You are doing postpartum day 3 rounds on a breastfed baby. You note yellowing skin and eyes and the mother states the baby has not been eating well. The billirubin screen shows 13 mg/dl. What should you tell the mother?

A

This type of jaundice is expected with breastfeeding babies that are not getting enough milk either through low supply or poor feeding. Lets discuss how to help you with this.

36
Q

You are doing a home visit on a patient who delivered 4 days ago. The mother has been formula feeding since delivery but has noticed the baby’s skin is “a little yellow” today. What should you tell her?

A

This is likely physiologic jaundice that we expect after a baby is born, but let’s test the babies bilirubin to be sure!

37
Q

A patient calls you that was delivered 6 days ago. She has been breast feeding since delivery.
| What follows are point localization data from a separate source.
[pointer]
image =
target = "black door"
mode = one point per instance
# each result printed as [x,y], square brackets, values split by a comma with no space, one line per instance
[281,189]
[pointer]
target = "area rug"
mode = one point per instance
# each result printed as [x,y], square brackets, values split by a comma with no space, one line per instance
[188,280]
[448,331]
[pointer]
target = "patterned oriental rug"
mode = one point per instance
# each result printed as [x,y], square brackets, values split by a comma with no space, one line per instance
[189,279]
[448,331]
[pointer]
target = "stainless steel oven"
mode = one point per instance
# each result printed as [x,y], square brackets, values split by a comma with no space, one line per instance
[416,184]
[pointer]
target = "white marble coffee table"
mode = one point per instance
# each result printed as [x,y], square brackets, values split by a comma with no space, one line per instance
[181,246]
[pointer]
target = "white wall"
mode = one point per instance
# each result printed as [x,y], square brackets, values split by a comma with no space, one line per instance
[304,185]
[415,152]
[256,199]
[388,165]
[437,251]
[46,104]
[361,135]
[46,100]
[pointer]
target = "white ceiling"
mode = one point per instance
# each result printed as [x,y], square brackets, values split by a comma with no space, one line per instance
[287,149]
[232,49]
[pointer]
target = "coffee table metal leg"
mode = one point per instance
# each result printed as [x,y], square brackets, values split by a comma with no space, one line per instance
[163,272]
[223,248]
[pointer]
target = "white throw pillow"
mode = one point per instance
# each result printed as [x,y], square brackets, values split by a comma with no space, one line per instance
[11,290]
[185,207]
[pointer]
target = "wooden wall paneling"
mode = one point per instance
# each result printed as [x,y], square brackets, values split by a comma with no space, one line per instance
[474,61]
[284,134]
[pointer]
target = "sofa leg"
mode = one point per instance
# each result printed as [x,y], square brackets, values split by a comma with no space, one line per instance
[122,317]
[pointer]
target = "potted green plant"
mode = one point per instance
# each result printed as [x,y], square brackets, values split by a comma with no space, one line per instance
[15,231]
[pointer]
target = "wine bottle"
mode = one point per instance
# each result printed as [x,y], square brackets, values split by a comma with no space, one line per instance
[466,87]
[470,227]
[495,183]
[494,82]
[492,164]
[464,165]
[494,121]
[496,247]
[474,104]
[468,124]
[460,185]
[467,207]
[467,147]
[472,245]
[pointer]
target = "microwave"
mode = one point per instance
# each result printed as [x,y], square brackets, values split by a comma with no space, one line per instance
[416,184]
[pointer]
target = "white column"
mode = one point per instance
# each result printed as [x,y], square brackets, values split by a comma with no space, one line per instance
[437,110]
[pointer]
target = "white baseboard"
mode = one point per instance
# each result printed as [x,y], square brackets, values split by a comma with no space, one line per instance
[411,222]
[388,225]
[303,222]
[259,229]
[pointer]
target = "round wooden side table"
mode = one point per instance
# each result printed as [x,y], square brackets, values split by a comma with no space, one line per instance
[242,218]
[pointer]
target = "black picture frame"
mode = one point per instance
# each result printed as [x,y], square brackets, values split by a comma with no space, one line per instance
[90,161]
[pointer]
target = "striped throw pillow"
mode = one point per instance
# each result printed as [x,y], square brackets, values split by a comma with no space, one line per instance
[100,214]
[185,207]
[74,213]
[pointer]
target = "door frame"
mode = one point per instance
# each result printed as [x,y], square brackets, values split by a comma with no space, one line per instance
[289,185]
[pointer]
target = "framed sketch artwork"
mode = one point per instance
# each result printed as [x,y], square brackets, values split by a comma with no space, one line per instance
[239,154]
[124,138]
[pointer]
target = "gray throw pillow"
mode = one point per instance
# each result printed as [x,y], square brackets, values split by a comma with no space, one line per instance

She is concerned that the baby’s skin is beginning to look “a little yellow” since this morning. What is the most likely type of jaundice?

A

Breast milk jaundice

38
Q

What is the normal range for neonatal hemoglobin?

A

HGB 14-20 g/L

39
Q

What is the normal range for neonatal hematocrit?

A

HCT 43-63%

40
Q

What is the normal range for neonatal WBC?

A

WBC 10, 000-30,000/mm3

41
Q

What is the normal range for neonatal platelets?